MA Music
About this course
Music is one of the oldest and most complex of human activities, and studying it at university level means engaging with it in all its dimensions: as a historical and cultural phenomenon, as a philosophical subject, and as a living practice. Academic music studies ask why music sounds the way it does, how musical traditions have developed and interacted across centuries and cultures, and what music means in the contexts in which it is made and heard. These questions connect to some of the deepest issues in aesthetics, social history, and cognitive science. At the University of Glasgow, this part-time programme is designed for students who bring both intellectual curiosity about music and some practical experience with it. You will explore technical, cultural, historical, and philosophical dimensions of the subject, moving between close analysis of musical works and broader questions about how music functions in society.

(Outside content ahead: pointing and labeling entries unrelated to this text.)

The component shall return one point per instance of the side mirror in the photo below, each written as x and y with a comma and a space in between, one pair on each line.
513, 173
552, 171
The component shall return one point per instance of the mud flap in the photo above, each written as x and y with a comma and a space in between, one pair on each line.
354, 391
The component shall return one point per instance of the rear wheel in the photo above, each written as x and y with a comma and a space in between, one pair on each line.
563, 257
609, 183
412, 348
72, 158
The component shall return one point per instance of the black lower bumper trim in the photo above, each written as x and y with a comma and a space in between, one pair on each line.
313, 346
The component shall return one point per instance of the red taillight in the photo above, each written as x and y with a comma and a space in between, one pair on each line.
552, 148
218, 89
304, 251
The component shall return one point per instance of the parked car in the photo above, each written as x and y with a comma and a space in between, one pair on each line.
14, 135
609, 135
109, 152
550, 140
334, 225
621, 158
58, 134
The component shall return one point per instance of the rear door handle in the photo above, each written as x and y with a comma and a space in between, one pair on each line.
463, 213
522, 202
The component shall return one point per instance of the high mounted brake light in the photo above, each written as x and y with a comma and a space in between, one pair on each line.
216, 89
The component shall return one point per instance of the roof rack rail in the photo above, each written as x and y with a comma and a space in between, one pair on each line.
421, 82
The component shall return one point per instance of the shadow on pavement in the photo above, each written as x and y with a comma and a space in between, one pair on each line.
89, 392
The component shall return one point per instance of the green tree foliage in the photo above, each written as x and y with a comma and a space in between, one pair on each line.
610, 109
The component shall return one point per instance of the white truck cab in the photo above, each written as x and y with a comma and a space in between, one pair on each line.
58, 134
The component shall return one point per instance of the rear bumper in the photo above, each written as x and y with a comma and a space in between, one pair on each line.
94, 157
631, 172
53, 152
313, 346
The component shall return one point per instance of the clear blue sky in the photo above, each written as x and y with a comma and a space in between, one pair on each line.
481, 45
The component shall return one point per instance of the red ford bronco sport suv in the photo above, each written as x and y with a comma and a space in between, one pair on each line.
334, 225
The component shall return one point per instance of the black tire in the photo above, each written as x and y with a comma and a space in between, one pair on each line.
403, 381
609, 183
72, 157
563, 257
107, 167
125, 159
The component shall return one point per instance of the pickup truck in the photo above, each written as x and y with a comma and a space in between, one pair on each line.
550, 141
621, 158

The degree is structured to give you genuine flexibility: in each year, you can choose from a range of options both within music and across other subjects, allowing you to design a pathway that reflects your particular interests and strengths. A year abroad is built into the programme, giving you the opportunity to study music in a different cultural and academic environment, an experience that invariably deepens your understanding of how musical traditions are shaped by the contexts that produce them. Music graduates leave with a combination of analytical rigour, cultural knowledge, and creative sensitivity that is valued across many fields. Some go on to careers as performers, composers, or sound designers, while others move into music education, arts administration, broadcasting, journalism, or the music industry. The critical and communication skills developed through the degree transfer well into law, the civil service, publishing, and a range of other professions. Postgraduate study in musicology, composition, music education, or arts management is a natural continuation for those wishing to specialise further.